Continuing north, we ended up at the Coca-Cola Blues Tent, where Brandon Santini and his band were absolutely tearing it up as the crowd filled in. Here’s a BSMF ProTip: when you need a break from the heat or to sit down for a minute, go to the Blues Tent. The music is always at least competent, and usually great. Sometimes, as with Santini on Friday, you can watch an act having the night of their lives while you catch your breath.

Heading back down South, we arrived just in time to watch the biggest party of the night break out. BlocBoy JB, the Memphis rapper whose “Look Alive” was a huge hit last year, almost missed the festival after an MPD traffic stop found him with weed and a firearm. Fresh out of 201, the lithe MC had what looked like half the crowd on stage with him three songs in. Thousands bounced along as clouds of cannabis smoke ascended to heaven.

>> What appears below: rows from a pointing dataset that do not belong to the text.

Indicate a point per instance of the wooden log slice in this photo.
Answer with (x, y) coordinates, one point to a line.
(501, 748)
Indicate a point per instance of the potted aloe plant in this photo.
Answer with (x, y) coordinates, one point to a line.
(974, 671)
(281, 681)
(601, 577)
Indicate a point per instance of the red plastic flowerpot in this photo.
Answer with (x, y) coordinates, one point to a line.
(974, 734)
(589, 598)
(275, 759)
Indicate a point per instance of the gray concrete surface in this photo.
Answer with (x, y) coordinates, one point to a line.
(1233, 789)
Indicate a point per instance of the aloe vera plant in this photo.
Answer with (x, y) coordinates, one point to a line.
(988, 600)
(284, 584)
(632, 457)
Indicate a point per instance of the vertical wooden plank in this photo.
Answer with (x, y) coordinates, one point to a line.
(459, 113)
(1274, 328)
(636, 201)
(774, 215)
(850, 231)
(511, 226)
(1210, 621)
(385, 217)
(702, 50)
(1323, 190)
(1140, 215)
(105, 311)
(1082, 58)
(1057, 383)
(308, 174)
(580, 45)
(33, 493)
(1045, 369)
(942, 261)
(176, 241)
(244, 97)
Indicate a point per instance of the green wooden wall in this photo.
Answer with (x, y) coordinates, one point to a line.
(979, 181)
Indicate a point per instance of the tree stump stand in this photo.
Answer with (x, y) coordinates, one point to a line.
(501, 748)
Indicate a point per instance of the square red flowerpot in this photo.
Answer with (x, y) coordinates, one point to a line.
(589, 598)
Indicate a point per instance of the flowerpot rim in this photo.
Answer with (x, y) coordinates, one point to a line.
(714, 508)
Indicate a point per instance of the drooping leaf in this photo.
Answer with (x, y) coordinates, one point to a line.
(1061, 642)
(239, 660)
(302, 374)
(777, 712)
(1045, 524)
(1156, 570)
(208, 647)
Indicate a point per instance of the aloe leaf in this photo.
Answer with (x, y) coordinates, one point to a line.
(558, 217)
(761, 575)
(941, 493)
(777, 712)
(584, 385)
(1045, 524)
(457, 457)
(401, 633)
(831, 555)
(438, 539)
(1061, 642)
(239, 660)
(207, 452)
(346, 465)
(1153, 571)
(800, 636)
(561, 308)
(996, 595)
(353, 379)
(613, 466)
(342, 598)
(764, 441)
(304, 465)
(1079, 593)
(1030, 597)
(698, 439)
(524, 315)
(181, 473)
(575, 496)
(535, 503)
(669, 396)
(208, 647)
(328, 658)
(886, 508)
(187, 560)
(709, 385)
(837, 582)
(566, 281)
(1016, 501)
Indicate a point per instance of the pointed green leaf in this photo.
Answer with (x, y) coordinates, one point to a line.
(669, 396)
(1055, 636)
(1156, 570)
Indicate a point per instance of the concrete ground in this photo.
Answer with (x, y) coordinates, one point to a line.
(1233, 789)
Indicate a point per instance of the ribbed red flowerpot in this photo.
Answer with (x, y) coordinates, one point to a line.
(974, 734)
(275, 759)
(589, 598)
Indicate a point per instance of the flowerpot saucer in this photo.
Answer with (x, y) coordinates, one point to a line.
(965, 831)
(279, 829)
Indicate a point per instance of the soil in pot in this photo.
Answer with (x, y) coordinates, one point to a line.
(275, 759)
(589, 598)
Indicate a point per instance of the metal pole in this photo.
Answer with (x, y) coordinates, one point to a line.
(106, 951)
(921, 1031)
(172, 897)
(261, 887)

As a side note, way too many of y’all are mixing your cannabis with tobacco. I’m not talking about rolling a blunt with a cigar paper, which is a time-honored and practical method. I’m talking about actually rolling tobacco into your joints. This is an abomination—what the late, great Memphis music producer Jim Dickinson would have called a “decadent European practice”. Have some self-respect and smoke your weed pure like Jah intended.
Chris McCoy

Chvrches’ Lauren Mayberry is bathed in light as she whips up the crowd.

We returned to the Terminix stage for Chvrches. It was the last night of the tour for the Glasgow, Scotland, band, and they left it all on the stage. Singer Lauren Mayberry is pint-sized, even in platform shoes, but she radiates confidence and can work a crowd with the best of them. Swirling in a pink tutu, she and her bandmates Iain Cook and Martin Doherty breathed life into their deep catalog of warm synthpop. Halfway through the set, Mayberry paused to point out a nearby funnel cake stand and tell the story of puking into a trash bin the first time she ever tried one of the fried dough pastries. Nevertheless, she said, she would probably have one again, “after I get this tutu off.”

It was a low-impact and fun Friday night. As Chvrches packed up, a wave of Dave Matthews fans descended on the stage like the undead at Winterfell. Having had our fill of Matthews’ jam-lite stylings in the 1990s, we briefly debated trying to fight the tide of baseball caps fetishists to get to Khalid before deciding to ride the wave out of the South gate. Another ProTip: The Lyft pickup area on Kansas street is the quickest way out of the festival area, and they’ve even got a promo code for free rides, courtesy of Bud Light. So use it, and be safe out there, y’all.